Six years later, the party aims to replicate that success by flipping one key congressional seat and holding another in Orange County.
That goal brought former President Bill Clinton to Orange County on Saturday, Oct. 26, where he stumped for Democrats Derek Tran and state Sen. Dave Min, who are locked in tight races that could decide control of the House for the next two years.
In Buena Park, a majority-minority city in California’s 45th congressional district, where Tran is vying to unseat two-term incumbent Rep. Michelle Steel, R-Seal Beach, the former president said his visit is a deeply emotional moment for him.

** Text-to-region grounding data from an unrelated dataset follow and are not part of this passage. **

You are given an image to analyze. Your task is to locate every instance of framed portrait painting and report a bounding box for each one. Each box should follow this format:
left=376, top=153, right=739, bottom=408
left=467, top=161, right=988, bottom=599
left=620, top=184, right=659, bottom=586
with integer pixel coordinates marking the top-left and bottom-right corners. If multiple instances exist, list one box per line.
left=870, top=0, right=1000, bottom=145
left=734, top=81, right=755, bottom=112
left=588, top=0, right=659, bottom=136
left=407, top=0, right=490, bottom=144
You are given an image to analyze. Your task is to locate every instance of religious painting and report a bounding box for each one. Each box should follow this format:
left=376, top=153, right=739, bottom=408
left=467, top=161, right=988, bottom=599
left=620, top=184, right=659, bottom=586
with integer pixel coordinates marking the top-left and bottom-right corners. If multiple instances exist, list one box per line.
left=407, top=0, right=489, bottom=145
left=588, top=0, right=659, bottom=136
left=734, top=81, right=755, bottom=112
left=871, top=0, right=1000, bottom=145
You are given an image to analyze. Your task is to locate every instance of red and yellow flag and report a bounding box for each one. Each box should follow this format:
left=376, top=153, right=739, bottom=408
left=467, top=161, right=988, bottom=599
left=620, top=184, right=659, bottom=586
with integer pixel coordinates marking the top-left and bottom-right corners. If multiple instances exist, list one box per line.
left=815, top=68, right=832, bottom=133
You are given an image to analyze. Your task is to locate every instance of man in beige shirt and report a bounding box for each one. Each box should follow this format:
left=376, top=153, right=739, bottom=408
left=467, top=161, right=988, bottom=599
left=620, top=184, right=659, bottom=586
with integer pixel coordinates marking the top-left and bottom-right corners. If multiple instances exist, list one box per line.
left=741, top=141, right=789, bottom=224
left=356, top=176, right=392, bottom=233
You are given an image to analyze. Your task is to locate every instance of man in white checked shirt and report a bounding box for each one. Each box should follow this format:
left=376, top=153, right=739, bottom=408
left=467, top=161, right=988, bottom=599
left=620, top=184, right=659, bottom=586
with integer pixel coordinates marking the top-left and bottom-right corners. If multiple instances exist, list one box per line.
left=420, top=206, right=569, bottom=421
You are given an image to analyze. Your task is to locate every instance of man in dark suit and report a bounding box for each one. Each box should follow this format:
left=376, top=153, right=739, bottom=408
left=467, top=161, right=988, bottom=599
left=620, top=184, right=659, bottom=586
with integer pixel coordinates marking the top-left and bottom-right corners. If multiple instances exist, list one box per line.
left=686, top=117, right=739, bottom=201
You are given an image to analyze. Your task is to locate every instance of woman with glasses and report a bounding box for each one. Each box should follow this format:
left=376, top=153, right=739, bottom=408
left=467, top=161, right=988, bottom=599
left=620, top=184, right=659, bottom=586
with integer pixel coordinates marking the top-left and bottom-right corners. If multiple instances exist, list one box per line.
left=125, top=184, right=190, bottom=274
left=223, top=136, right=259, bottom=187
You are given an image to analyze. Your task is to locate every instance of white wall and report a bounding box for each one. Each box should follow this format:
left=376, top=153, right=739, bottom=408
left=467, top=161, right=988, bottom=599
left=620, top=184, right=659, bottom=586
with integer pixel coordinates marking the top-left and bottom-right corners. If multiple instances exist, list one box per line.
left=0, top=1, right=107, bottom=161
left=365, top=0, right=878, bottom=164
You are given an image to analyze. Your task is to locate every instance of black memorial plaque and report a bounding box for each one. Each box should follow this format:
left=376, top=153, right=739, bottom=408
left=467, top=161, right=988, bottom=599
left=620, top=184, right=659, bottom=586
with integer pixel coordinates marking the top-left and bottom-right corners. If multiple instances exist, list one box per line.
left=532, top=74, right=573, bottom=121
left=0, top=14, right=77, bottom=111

Tran is aiming to become the first Vietnamese American member of Congress to represent Orange County’s Little Saigon, considered the largest Vietnamese enclave outside of Vietnam, with Westminster at its heart.

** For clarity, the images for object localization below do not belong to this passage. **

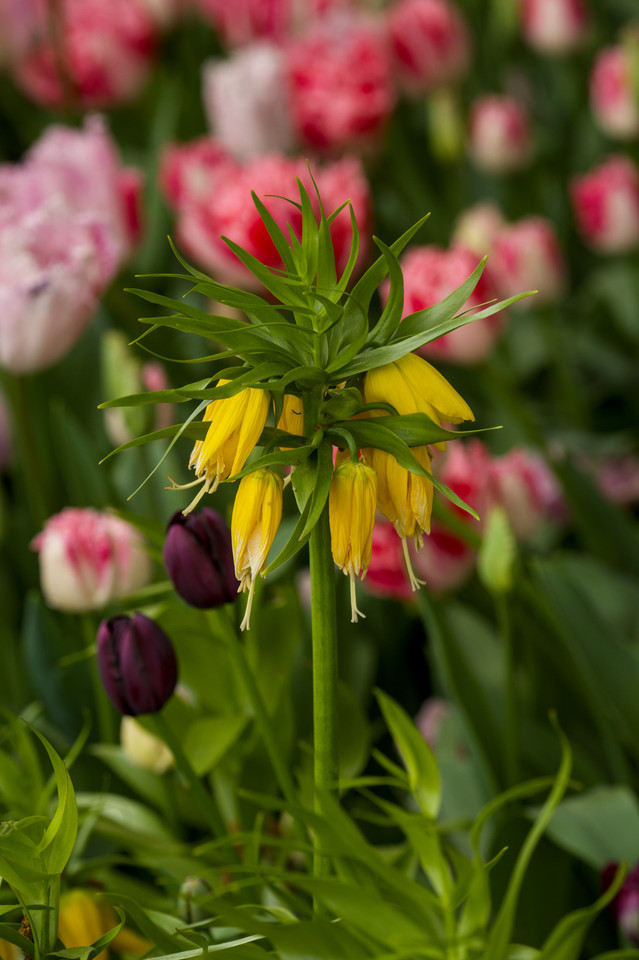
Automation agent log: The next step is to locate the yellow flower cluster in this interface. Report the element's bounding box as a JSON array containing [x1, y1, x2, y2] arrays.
[[182, 354, 473, 626]]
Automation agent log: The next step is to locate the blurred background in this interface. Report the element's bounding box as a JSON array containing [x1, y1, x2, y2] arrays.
[[1, 0, 639, 952]]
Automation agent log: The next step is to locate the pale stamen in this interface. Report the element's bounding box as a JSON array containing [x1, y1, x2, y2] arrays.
[[349, 572, 366, 623], [240, 577, 257, 631], [401, 536, 426, 592]]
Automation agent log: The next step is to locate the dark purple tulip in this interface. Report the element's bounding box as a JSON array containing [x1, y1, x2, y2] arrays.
[[96, 613, 178, 715], [604, 862, 639, 943], [163, 508, 239, 609]]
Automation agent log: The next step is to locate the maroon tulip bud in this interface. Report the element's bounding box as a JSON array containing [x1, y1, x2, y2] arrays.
[[163, 508, 238, 609], [603, 862, 639, 943], [97, 613, 178, 715]]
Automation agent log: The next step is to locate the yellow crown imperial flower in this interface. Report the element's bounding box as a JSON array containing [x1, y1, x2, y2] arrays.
[[57, 889, 150, 960], [364, 444, 433, 591], [277, 393, 305, 448], [182, 381, 270, 513], [329, 458, 377, 623], [232, 468, 283, 631], [363, 352, 474, 441]]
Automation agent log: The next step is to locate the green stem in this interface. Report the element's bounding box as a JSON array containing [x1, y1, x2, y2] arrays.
[[495, 592, 518, 786], [208, 608, 298, 806], [81, 614, 115, 744], [308, 503, 338, 884], [2, 372, 49, 525], [151, 711, 231, 844]]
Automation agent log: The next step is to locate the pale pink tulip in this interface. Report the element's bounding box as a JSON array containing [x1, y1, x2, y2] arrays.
[[452, 202, 505, 257], [202, 43, 294, 159], [590, 46, 639, 140], [492, 217, 566, 307], [571, 155, 639, 253], [468, 95, 531, 174], [386, 0, 470, 96], [484, 447, 563, 540], [32, 508, 151, 613], [520, 0, 588, 55]]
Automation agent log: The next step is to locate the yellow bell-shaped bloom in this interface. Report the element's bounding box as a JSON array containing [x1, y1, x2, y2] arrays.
[[57, 889, 150, 960], [329, 459, 377, 622], [232, 468, 283, 630], [277, 394, 304, 448], [363, 444, 433, 591], [183, 381, 270, 513], [365, 445, 433, 540], [363, 352, 474, 428]]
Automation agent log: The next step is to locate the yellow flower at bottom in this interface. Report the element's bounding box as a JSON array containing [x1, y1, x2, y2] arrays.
[[232, 469, 283, 630], [57, 889, 150, 960], [329, 459, 377, 622], [179, 382, 270, 514]]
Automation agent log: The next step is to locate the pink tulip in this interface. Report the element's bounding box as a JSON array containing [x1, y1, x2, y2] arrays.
[[0, 201, 103, 373], [520, 0, 588, 55], [383, 245, 505, 364], [0, 117, 142, 373], [32, 508, 151, 613], [285, 13, 395, 152], [571, 155, 639, 253], [589, 453, 639, 506], [590, 46, 639, 140], [468, 95, 531, 174], [386, 0, 470, 96], [202, 43, 294, 159], [27, 116, 142, 271], [14, 0, 156, 109], [452, 202, 505, 256], [410, 522, 477, 592], [415, 698, 452, 749], [363, 519, 413, 601], [160, 143, 370, 287], [484, 447, 563, 540], [492, 217, 566, 307], [193, 0, 341, 46], [0, 0, 46, 63]]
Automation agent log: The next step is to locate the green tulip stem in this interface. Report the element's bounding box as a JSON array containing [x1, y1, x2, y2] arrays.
[[151, 711, 230, 844], [81, 614, 116, 745], [209, 608, 298, 807], [1, 372, 48, 526], [496, 592, 518, 786], [308, 502, 339, 885]]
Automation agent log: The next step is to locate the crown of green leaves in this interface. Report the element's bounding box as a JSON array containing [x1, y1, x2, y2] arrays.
[[100, 175, 528, 571]]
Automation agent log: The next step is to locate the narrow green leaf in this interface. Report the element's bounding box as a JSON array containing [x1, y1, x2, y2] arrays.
[[391, 259, 487, 341], [482, 718, 573, 960], [366, 237, 404, 346], [28, 724, 78, 876], [375, 690, 441, 819], [537, 864, 625, 960], [250, 191, 296, 273]]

Elected as the 42nd president in 1992, Clinton normalized relations with Vietnam three years later, marking a significant milestone in the post-war relationship between the two countries.
Calling that one of his proudest achievements, Clinton, 78, gestured to Tran, saying, “This is what I always dreamed of.”
“It’s inexplicable why the congressional district with the largest number of Vietnamese hasn’t had a Vietnamese representative,” said Clinton during a speech lasting about half an hour. “We’re about to fix that.”
The Vietnamese vote may be the margin of victory in Little Saigon, where voter behavior — perhaps unlike anywhere else in Orange County — has fluctuated strongly in the past decade or so. Many neighborhoods, particularly in Garden Grove and Westminster, supported former Secretary of State Hillary Clinton in 2016 but switched to backing former President Donald Trump in 2020. In the March primary, voters from this region again leaned toward Trump.